Today we launch the European Consumer Payment Report 2019
The European Consumer Payment Report (ECPR) is an annual report which describes European consumers ability to manage household finances. The report is based on an external survey of 24,000 consumers in 24 European countries.
In this year's edition of the report, we see that European consumers must learn to navigate in an increasingly uncertain world.
Improving financial literacy across Europe will be key to helping consumers to navigate the financial complexity and related stress that they feel they are facing. We hope that the insights of this report will further benefit much needed discussions and prompt the actions needed in order to reduce financial stress and develop financial literacyMikael Ericson, CEO & President Intrum
Key findings from the report
Financial stress among European consumers is rising
- Almost half (45%) of European consumers we surveyed say their bills are rising at a faster rate than their income.
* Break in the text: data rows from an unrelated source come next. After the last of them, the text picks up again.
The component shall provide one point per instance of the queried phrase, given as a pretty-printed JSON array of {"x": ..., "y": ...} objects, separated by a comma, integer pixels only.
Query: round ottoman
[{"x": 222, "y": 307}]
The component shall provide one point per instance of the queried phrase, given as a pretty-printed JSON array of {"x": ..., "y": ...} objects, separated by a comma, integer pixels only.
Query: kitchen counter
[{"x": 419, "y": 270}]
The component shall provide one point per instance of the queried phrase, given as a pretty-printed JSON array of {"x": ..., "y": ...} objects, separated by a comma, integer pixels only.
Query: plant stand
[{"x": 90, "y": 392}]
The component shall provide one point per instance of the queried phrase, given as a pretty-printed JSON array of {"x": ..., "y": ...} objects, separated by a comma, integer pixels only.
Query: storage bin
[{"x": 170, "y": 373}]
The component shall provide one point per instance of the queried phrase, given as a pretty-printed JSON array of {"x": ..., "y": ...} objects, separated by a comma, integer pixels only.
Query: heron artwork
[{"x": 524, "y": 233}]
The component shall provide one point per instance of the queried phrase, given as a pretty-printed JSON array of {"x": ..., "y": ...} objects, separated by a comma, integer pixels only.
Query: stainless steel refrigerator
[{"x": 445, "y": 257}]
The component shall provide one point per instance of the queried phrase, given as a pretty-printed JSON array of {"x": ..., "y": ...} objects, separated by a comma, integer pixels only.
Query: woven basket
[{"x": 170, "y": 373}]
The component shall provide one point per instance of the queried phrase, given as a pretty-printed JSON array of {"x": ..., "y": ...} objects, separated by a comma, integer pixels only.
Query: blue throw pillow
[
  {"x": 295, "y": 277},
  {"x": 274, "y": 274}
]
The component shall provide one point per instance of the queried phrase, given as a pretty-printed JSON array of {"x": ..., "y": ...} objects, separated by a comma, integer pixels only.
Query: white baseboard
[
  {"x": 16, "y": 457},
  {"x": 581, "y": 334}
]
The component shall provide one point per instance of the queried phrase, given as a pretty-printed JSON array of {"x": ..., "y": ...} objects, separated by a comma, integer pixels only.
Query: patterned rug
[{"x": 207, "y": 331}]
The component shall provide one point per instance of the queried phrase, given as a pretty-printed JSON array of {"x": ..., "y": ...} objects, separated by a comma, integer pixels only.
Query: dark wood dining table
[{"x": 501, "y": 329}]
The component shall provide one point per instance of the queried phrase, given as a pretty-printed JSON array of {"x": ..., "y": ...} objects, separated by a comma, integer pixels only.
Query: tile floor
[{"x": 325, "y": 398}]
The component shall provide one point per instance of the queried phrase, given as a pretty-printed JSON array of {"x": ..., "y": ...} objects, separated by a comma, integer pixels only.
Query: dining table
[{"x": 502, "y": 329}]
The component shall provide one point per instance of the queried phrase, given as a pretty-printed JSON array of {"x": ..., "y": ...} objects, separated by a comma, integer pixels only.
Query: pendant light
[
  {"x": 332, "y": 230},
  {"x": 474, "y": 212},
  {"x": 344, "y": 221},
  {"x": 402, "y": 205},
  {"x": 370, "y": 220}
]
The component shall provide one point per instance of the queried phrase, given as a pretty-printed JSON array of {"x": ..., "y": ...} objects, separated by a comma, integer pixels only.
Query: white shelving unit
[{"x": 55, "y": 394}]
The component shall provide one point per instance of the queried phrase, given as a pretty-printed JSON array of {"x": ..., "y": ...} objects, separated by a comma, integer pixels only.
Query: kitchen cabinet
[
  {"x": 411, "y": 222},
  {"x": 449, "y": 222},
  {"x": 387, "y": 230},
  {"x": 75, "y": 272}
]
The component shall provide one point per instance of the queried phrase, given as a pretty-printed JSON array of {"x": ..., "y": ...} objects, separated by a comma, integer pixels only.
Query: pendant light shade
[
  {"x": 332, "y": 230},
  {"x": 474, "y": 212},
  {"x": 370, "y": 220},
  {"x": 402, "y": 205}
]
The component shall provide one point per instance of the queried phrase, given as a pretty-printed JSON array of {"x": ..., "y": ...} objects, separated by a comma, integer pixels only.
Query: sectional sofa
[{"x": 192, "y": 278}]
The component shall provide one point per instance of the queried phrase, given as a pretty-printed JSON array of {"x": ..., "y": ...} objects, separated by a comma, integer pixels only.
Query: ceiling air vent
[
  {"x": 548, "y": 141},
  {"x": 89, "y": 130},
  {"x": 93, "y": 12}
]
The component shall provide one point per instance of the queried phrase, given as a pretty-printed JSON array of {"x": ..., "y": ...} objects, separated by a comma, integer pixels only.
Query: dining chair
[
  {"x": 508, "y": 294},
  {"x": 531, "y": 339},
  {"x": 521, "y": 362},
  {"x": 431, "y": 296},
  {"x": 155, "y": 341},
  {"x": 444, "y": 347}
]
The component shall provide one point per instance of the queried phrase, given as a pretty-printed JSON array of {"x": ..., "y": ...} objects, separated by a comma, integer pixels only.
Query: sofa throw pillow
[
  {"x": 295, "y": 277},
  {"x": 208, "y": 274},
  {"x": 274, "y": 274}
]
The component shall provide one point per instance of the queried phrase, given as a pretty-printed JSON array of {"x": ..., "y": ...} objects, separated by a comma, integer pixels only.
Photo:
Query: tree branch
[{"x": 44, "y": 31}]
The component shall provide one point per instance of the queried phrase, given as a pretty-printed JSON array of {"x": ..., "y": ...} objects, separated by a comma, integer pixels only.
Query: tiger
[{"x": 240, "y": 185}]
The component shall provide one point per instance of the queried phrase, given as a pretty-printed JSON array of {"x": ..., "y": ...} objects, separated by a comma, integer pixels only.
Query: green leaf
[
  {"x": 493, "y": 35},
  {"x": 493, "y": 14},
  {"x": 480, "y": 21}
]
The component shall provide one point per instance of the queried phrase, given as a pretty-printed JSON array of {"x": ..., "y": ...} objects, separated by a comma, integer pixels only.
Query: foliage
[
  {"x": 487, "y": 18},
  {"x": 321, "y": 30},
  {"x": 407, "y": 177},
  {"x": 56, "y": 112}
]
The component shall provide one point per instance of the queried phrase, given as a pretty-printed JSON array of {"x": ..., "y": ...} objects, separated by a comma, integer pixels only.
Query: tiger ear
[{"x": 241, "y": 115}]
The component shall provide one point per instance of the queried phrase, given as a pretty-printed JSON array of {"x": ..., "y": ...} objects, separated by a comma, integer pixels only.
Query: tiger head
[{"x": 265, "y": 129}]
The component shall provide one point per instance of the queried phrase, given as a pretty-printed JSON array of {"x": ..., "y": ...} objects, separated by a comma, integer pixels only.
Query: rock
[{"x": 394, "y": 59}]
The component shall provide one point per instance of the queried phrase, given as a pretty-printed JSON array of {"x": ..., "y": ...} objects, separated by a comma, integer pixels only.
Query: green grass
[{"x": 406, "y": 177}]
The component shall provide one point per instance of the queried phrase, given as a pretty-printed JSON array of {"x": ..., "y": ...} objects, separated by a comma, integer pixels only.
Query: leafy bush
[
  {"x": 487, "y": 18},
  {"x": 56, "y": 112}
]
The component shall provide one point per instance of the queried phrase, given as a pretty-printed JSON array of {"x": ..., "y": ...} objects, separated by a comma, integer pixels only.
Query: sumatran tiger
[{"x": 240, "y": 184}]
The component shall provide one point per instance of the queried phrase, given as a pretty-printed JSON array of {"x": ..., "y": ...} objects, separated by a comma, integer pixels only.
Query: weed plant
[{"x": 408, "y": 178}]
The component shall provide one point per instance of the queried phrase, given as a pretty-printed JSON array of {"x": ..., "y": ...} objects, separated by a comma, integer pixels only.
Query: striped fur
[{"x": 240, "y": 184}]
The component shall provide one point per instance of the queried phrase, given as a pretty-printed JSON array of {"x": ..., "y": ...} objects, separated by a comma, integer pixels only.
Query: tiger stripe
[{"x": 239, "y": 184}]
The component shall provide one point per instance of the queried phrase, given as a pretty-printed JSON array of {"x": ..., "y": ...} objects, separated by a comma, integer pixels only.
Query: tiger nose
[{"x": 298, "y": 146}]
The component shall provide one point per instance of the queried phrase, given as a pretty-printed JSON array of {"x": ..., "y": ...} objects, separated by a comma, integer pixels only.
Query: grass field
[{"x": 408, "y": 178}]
- The majority (75%) of European consumers are still managing to save part of their salary every month, though over half (52%) is dissatisfied with the amount.
- 1 in 4 (24%) are borrowing to pay bills, an increase from 1 in 5 (20%) in 2018.
- 43% saying these concerns are negatively affecting their general wellbeing.
European consumer are over-estimating their financial literacy
- 69% of European consumers believe their financial education has been sufficient.
- Yet, on average 37% failed to match basic financial terms* to their correct definitions. (*Financial terms: budget, credit score, Annual Percentage Rate (APR), Variable Interest Rate and inflation)
- Consumers within the 18-21 age bracket were less able to match the definition for all terms; 50% failed.
New for this years' report is that we have introduced the Intrum Financial Wellbeing Barometer
- A new element in the European Consumer Payment Report 2019 is the launch of the Financial Wellbeing Barometer. The Barometer provides additional means to track and compare consumers financial security to meet everyday spending needs and control of their finances across 24 European markets.
- The Barometer presents an overall financial wellbeing score for each country – an aggregate score combining scores across all four pillars. Germany, Austria and Sweden rank on top. Greece, Lithuania and Poland at bottom.